Scale PyTorch Applications#
Run in Google Colab View source on GitHub
In this guide we will describe how to scale out PyTorch programs using Orca in 5 simple steps.
Step 0: Prepare Environment#
Conda is needed to prepare the Python environment for running this example. Please refer to the install guide for more details.
conda create -n py37 python=3.7 # "py37" is conda environment name, you can use any name you like.
conda activate py37
pip install --pre --upgrade bigdl-orca
pip install torch torchvision
pip install tqdm
Step 1: Init Orca Context#
from bigdl.orca import init_orca_context, stop_orca_context
cluster_mode = "local"
if cluster_mode == "local": # For local machine
init_orca_context(cores=4, memory="10g")
elif cluster_mode == "k8s": # For K8s cluster
init_orca_context(cluster_mode="k8s", num_nodes=2, cores=2, memory="10g", driver_memory="10g", driver_cores=1)
elif cluster_mode == "yarn": # For Hadoop/YARN cluster
init_orca_context(cluster_mode="yarn", num_nodes=2, cores=2, memory="10g", driver_memory="10g", driver_cores=1)
This is the only place where you need to specify local or distributed mode. View Orca Context for more details.
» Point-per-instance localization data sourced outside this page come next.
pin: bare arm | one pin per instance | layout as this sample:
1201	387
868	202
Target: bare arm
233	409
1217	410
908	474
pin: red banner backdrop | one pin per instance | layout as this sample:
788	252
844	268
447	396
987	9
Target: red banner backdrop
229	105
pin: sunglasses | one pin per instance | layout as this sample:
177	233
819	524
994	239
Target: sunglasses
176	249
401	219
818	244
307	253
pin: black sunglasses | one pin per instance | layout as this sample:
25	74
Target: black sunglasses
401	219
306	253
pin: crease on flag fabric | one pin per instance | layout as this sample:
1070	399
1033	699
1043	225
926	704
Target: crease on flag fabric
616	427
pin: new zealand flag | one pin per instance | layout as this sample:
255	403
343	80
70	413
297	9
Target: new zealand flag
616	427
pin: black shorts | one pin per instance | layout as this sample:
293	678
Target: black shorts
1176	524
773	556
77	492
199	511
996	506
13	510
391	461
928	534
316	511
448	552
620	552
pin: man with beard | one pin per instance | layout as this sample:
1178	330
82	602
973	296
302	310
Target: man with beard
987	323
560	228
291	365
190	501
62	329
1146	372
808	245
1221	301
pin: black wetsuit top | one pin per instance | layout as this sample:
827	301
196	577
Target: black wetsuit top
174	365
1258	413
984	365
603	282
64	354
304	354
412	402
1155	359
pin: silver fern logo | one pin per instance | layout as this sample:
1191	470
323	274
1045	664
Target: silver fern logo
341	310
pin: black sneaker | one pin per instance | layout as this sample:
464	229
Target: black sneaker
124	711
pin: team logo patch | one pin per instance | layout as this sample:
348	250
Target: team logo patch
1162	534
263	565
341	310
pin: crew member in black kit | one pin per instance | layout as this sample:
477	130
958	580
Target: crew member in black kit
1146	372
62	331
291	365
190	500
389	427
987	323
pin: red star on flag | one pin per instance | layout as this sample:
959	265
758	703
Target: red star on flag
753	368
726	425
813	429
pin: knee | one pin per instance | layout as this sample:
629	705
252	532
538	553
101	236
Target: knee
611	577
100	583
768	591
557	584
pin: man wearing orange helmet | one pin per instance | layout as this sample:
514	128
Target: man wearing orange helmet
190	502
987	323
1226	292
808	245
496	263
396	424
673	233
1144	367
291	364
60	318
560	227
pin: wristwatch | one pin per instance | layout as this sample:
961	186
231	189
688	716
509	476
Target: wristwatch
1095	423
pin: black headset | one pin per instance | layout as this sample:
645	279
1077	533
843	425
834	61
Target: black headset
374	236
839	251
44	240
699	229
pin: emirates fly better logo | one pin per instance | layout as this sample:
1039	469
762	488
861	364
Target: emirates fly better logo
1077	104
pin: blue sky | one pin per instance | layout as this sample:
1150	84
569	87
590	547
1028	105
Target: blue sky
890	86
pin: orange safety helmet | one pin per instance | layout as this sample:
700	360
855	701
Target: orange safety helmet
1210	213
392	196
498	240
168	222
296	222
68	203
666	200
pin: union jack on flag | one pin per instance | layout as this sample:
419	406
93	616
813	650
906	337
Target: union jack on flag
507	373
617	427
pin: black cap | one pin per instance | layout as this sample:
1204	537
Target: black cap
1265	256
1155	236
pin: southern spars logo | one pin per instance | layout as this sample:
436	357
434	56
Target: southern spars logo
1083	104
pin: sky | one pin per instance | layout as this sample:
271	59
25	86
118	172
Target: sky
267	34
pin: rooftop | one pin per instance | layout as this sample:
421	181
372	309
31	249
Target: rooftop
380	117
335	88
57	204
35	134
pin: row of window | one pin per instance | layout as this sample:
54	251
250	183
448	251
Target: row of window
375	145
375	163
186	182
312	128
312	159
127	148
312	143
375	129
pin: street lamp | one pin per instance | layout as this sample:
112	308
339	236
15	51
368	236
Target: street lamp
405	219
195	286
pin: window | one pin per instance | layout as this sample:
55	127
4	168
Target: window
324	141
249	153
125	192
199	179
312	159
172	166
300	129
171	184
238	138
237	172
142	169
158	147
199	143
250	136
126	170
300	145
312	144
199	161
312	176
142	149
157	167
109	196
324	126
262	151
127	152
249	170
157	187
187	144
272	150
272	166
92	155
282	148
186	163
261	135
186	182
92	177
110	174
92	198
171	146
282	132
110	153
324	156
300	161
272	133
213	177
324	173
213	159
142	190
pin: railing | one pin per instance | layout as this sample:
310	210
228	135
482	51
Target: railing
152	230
Note: You should export HADOOP_CONF_DIR=/path/to/hadoop/conf/dir
when running on Hadoop YARN cluster. View Hadoop User Guide for more details.
Step 2: Define the Model#
You may define your model, loss and optimizer in the same way as in any standard (single node) PyTorch program.
import torch
import torch.nn as nn
import torch.nn.functional as F
class LeNet(nn.Module):
def __init__(self):
super(LeNet, self).__init__()
self.conv1 = nn.Conv2d(1, 20, 5, 1)
self.conv2 = nn.Conv2d(20, 50, 5, 1)
self.fc1 = nn.Linear(4*4*50, 500)
self.fc2 = nn.Linear(500, 10)
def forward(self, x):
x = F.relu(self.conv1(x))
x = F.max_pool2d(x, 2, 2)
x = F.relu(self.conv2(x))
x = F.max_pool2d(x, 2, 2)
x = x.view(-1, 4*4*50)
x = F.relu(self.fc1(x))
x = self.fc2(x)
return F.log_softmax(x, dim=1)
After defining your model, you need to define a Model Creator Function that takes the parameter config
and returns an instance of your model, and a Optimizer Creator Function that has two parameters model
and config
and returns a PyTorch optimizer.
def model_creator(config):
model = LeNet()
return model
def optim_creator(model, config):
return torch.optim.Adam(model.parameters(), lr=0.001)
Step 3: Define Train Dataset#
You can define the dataset using a Data Creator Function that has two parameters config
and batch_size
and returns a Pytorch DataLoader. Orca also supports Spark DataFrames and XShards.
import torch
from torchvision import datasets, transforms
batch_size = 64
dir = '/tmp/dataset'
def train_loader_creator(config, batch_size):
train_loader = torch.utils.data.DataLoader(
datasets.MNIST(dir, train=True, download=True,
transform=transforms.Compose([
transforms.ToTensor(),
transforms.Normalize((0.1307,), (0.3081,))
])),
batch_size=batch_size, shuffle=True)
return train_loader
def test_loader_creator(config, batch_size):
test_loader = torch.utils.data.DataLoader(
datasets.MNIST(dir, train=False,
transform=transforms.Compose([
transforms.ToTensor(),
transforms.Normalize((0.1307,), (0.3081,))
])),
batch_size=batch_size, shuffle=False)
return test_loader
Step 4: Fit with Orca Estimator#
First, Create an Estimator
from bigdl.orca.learn.pytorch import Estimator
from bigdl.orca.learn.metrics import Accuracy
est = Estimator.from_torch(model=model_creator, optimizer=optim_creator, loss=nn.NLLLoss(), metrics=[Accuracy()], use_tqdm=True)
Next, fit and evaluate using the Estimator
est.fit(data=train_loader_creator, epochs=1, batch_size=batch_size)
result = est.evaluate(data=test_loader_creator, batch_size=batch_size)
for r in result:
print(r, ":", result[r])
Step 5: Save and Load the Model#
Save the Estimator states (including model and optimizer) to the provided model path.
est.save("mnist_model")
Load the Estimator states (including model and optimizer) from the provided model path.
est.load("mnist_model")
Note: You should call stop_orca_context()
when your application finishes.